Ø Pasal 2 Diadakanya kerjasama
antara rakyat yang ada pada kekuasaan Kumpeni dengan rakyat yang ada pada
Kasultanan.
Ø Pasal 3 Sebelum Pepatih Dalem dan
para Bupati sebelum melakukan tugasnya masing-masing, harus dilakukan sumpah
setia terlebih dahulu kepada Kumpeni di tangan Gubernur. Intinya yaitu seorang
patih dari kedua kerajaan harus mengkonsultasikan kepada Belanda sebelum pihak
Belanda menyetujuinya.
Ø Pasal 4 Dalam pengangkatan dan
pemberhentian Pepatih Dalem dan juga Bupati Sri Sultan harus mendapatkan
persetujuan dari Kumpeni. Pokok-pokok pemikirannya itu Sri Sultan tidak
mempunyai kuasa penuh atas berhenti atau berlanjutnya patih dalem karena semua
keputusan berada di tangan Dewan Hindia Belanda.

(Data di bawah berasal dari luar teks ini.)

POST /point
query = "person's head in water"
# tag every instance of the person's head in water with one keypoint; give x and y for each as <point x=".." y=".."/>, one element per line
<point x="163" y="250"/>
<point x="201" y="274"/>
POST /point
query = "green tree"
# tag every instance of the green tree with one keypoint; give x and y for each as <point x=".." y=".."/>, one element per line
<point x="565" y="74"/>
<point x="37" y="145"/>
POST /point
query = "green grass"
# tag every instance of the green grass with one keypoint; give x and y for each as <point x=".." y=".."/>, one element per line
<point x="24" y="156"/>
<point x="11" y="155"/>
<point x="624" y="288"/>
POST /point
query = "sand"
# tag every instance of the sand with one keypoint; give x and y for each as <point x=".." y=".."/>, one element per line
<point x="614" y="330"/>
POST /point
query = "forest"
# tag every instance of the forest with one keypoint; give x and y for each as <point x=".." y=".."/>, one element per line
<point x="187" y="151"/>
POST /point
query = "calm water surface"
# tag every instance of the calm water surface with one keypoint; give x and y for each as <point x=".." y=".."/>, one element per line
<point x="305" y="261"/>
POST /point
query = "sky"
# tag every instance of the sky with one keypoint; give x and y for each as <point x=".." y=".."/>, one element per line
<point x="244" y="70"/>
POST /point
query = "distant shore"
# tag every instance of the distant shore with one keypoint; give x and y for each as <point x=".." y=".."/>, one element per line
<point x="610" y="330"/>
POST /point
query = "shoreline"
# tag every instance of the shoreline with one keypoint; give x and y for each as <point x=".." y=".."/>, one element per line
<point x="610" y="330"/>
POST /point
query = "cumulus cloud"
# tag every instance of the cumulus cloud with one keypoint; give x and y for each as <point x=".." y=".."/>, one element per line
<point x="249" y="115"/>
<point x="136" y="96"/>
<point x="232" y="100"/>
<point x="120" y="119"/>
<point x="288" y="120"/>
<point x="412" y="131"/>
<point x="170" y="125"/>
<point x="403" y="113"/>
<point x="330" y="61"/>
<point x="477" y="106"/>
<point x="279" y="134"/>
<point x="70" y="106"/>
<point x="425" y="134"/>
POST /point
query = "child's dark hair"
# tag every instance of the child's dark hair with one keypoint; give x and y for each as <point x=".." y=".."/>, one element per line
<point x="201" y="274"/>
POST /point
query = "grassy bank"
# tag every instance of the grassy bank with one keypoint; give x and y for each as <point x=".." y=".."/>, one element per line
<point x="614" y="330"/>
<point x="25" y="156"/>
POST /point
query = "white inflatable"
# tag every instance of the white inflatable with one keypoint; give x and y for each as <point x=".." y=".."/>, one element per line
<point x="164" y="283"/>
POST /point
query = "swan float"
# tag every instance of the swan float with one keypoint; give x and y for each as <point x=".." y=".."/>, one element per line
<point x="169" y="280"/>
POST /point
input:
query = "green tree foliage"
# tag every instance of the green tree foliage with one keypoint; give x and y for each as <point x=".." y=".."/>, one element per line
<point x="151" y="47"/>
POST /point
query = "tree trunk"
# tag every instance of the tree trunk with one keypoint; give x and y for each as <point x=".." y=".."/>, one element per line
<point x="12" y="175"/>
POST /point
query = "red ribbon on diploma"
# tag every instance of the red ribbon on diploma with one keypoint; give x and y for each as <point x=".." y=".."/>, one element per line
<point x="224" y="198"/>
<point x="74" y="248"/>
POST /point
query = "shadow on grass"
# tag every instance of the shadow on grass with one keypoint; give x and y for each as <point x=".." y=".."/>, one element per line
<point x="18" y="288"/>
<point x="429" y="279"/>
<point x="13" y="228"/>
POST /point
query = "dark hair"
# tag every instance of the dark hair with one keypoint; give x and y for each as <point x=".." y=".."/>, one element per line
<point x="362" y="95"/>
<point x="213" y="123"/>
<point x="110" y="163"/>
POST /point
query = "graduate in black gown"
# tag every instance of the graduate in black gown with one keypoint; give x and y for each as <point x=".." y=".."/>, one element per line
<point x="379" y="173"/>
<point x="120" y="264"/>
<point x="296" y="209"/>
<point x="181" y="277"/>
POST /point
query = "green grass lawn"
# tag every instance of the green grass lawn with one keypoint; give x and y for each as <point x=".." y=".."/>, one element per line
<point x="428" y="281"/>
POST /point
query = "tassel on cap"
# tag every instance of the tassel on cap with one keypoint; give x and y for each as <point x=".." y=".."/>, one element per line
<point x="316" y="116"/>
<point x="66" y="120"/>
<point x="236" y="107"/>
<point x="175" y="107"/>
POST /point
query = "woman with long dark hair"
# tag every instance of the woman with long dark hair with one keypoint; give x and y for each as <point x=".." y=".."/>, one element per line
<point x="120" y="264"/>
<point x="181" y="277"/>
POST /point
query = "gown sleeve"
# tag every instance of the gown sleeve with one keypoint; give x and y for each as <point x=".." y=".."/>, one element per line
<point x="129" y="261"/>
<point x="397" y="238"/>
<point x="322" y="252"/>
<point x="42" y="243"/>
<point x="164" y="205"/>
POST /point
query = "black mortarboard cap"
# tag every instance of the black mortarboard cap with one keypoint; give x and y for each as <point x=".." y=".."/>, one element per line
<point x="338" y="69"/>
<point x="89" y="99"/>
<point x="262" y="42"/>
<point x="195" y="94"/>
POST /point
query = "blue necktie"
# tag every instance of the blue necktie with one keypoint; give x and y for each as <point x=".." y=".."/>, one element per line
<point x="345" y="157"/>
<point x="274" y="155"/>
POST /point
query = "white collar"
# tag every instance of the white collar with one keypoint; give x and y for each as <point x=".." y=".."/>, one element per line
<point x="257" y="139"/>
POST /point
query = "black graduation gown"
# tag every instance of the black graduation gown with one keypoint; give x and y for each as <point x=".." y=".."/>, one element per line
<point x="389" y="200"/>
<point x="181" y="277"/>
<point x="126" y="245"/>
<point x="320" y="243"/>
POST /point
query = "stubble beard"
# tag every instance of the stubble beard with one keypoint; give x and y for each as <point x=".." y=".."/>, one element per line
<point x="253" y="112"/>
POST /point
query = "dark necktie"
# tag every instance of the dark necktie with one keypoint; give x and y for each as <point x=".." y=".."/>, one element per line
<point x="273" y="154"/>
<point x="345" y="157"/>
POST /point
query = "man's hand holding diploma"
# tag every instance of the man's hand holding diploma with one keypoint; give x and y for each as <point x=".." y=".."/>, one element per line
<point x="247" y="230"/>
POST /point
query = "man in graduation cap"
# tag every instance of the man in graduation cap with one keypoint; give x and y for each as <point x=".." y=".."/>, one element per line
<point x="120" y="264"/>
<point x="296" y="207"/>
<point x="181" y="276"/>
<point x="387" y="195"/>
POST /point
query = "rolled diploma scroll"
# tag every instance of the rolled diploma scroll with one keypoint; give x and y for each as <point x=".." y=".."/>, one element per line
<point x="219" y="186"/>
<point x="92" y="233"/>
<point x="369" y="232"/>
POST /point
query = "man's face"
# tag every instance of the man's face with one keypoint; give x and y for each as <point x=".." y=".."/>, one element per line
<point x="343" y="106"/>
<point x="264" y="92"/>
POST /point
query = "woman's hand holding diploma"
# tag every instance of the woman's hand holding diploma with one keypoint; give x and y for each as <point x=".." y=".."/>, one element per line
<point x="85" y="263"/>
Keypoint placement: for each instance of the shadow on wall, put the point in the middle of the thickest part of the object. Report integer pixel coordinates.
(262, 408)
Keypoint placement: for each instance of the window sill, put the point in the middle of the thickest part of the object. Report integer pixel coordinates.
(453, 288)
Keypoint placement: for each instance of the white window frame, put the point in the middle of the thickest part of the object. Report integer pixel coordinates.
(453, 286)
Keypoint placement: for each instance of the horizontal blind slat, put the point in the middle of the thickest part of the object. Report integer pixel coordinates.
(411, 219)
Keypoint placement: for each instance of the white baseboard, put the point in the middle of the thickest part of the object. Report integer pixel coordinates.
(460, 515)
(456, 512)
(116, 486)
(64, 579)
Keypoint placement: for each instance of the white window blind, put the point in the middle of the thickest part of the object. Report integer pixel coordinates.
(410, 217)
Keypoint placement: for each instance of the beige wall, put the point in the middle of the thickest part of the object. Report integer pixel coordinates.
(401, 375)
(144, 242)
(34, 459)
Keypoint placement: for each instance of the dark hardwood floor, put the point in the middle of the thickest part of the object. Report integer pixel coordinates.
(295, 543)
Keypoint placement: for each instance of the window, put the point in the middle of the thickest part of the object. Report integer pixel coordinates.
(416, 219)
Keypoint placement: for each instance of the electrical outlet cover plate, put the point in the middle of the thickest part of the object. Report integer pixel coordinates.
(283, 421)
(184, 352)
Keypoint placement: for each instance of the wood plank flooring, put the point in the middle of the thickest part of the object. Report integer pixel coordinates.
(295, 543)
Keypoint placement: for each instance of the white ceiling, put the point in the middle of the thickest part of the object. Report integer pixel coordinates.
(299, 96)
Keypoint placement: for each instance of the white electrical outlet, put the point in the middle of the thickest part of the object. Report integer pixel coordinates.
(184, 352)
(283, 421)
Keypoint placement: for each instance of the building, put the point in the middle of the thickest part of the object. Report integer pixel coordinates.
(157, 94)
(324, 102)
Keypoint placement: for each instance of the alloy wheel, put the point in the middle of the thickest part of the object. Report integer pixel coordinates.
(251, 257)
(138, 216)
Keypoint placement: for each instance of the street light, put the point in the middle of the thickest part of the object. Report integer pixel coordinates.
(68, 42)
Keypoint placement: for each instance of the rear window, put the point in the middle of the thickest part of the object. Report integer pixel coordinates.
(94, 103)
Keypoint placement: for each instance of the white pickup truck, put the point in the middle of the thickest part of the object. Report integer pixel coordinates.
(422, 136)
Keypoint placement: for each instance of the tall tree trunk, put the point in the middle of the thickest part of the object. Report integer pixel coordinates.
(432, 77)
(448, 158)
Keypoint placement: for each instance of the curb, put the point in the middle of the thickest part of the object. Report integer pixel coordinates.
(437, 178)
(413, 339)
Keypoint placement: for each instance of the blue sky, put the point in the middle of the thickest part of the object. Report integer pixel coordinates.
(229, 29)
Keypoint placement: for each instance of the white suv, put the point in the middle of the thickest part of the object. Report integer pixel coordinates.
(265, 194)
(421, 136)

Ø Pasal 5 Sri Sultan mengampuni
Bupati pada selama peperangan lebih memihak Kumpeni.
Ø Pasal 6 Sri Sultan tidak dapat
menuntut atas pulau Madura dan daerah pesisiran, karena telah diserahkan oleh
Sri Sunan Paku Buwono II kepada Kumpeni pada tanggal 18 Mei 1746 dalam
Contract-nya. Untuk itu Kumpeni memberikan ganti rugi kepada Sri Sultan 10.000
real pertahunya.
Ø Pasal 7 Sri Sultan akan memberi
bantuan kepada Sri Sunan Paku Buwono III jika sewatu diperlukan.
Ø Pasal 8 Sri Sultan berjanji
menjual seluruh bahan-bahan makanan dengan harga tertentu kepada Kumpeni.
Ø
Pasal 9 Sri Sultan berjanji harus mentaati segala
macam perjanjian yang sudah pernah diadakan oleh raja-raja Mataram sebelumnya
dengan Kumpeni, khususnya perjanjian-perjanjian 1705, 1733, 1743, 1746, 1749.
Dampak
Perjanjian Giyanti
Perjanjian
ini untuk pihak VOC ditandatangani oleh N. Hartingh, W. van Ossenberch, J.J. Steenmulder,
C. Donkel, dan W. Fockens. Dampak perjanjian giyanti yaitu kerusuhan terus
berlangsung, hal ini karena kelompok Pangeran Sambernyawa atau Raden Mas Said
tidak turut serta dalam perjanjian tersebut. Untungya sekarang Indonesia dalam
keadaan damai, karenanya kerusuhan sudah tidak terjadi lagi.